Likes we coulda lets you on what Eugene means when speakin' affirmatively 'bout our devoted Dino's exemplary example, but we feels you would digs it more if you reads it for youself. We will say that the Dino-example was chosen from a Dino-croon our great great man did for one of his Rat Pack pallies' flicks. And, we have included a youtube vid of said touchin' 'n tender tune for your Dino-edification and Dino-pleasure as well. Likes it's extemely excitin' to see how yet 'nother of our Dino's artistic efforts keeps touchin' and teachin' us pallies Dino-day by Dino-day!
We thanks Mr. Eugene Curtin for liftin' up our teacher Dino in his awesome article and for the pallies at "The Bellevue Leader" for puttin' it into print. To checks this out in it's original source, likes simply clicks on the tag of this Dino-report.
We Remain,
Yours in Dino,
Dino Martin Peters
A magic, faraway world
Column by Eugene Curtin
I sometimes feel sorry for the millennial generation, which is generally defined as those born between the early 1980s and the early 2000s.
They inhabit a fiercely contentious America, a country in which people are hauled into court to defend their religious beliefs, abused at restaurants because of their political convictions, hounded in the streets, and harassed even at home.
Civility circles the drain as masked thugs dressed in black and wielding baseball bats bust up legally constituted public gatherings and intimidate universities into canceling speeches by perfectly plausible speakers.
Law enforcement stands idle as mob violence denies Americans their precious freedom of speech.
It’s a stressful world, and although millennials are as much perpetrator as victim, yet I can summon sympathy because I once inhabited a better, more loving universe. I wish they could know that place.
It wasn’t perfect, or even necessarily real. But its attempt to mimic decency and kindness represented at least the tribute paid by vice to virtue. The people who inhabited that world stumbled constantly, failed inevitably to achieve perfection, or even to approach it, but there existed an understanding of, and a fealty to, the impossible dream.

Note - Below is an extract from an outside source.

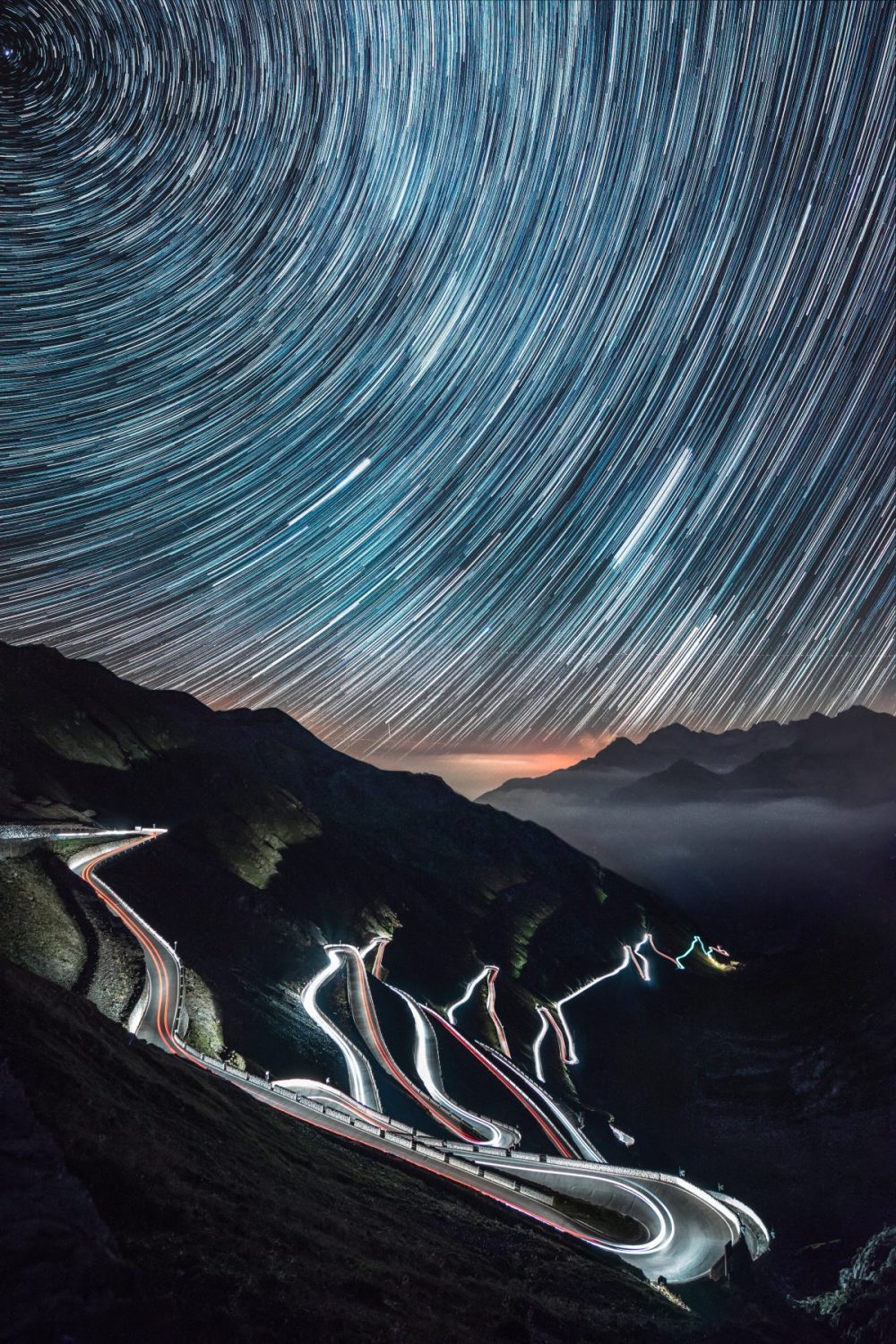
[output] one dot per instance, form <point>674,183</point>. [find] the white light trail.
<point>362,1083</point>
<point>347,480</point>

A useful example of this is the late Dean Martin, who, entirely by channel-hopping serendipity, I recently discovered singing a charming little ballad during “Robin and the Seven Hoods,” a Rat Pack-era movie that was showing on TCM.

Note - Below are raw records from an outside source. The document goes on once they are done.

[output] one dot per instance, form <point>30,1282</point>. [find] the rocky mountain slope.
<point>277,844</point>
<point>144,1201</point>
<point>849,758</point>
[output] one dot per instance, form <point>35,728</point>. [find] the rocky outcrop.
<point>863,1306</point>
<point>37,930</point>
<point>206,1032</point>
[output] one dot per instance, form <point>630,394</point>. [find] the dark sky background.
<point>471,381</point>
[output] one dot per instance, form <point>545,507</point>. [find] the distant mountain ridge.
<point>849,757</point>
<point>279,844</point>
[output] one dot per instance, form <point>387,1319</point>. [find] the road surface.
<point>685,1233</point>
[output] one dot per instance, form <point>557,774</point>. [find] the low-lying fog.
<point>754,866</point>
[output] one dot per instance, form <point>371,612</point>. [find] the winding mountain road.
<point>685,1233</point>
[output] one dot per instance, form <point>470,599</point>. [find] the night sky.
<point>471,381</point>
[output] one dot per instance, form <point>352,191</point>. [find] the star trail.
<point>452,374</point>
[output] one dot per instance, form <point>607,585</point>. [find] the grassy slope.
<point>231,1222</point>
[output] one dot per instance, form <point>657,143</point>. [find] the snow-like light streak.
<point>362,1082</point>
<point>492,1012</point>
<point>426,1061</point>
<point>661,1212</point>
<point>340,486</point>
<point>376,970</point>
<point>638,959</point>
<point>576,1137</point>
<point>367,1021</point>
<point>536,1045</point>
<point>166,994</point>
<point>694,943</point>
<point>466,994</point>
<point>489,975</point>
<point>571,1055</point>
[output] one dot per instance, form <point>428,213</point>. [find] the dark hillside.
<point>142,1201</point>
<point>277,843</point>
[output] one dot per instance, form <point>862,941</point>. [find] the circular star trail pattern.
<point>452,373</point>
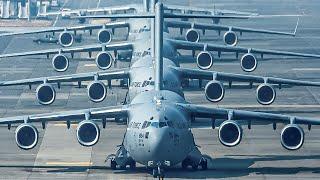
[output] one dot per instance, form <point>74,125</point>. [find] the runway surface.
<point>259,156</point>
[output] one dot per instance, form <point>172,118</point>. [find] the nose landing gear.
<point>188,162</point>
<point>158,173</point>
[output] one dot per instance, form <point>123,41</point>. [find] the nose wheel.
<point>158,173</point>
<point>188,162</point>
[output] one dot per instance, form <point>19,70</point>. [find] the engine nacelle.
<point>88,133</point>
<point>26,136</point>
<point>192,35</point>
<point>230,38</point>
<point>248,62</point>
<point>60,62</point>
<point>104,60</point>
<point>266,94</point>
<point>104,36</point>
<point>230,133</point>
<point>66,39</point>
<point>214,91</point>
<point>97,91</point>
<point>205,60</point>
<point>45,94</point>
<point>292,137</point>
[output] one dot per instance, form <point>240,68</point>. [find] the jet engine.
<point>248,62</point>
<point>292,137</point>
<point>97,91</point>
<point>104,60</point>
<point>192,35</point>
<point>26,136</point>
<point>214,91</point>
<point>88,133</point>
<point>266,94</point>
<point>104,36</point>
<point>205,60</point>
<point>60,63</point>
<point>230,133</point>
<point>230,38</point>
<point>66,39</point>
<point>45,94</point>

The song was, “Any Man Who Loves His Mother Is Man Enough for Me.” It was a lovely ballad that asserted that a man’s character may be judged by how he treats his mother. Now, Dean Martin was married three times and was famous for his love affair with alcohol. No one’s saying Dino was a paragon of anything. But he knew right from wrong, and was not afraid to assert the true and the good, even if he personally fell short of the standard.
If this world were more in line with the ways of our pal...oh what a WON DER FUL world it would beeeee!!! Ha!
ReplyDeleteHey pallie, likes Danny-o, exactly man....and our mission is to make those Dino-ways known to pallies every-Dino-where! Keeps lovin' 'n sharin' our one, our only DINO!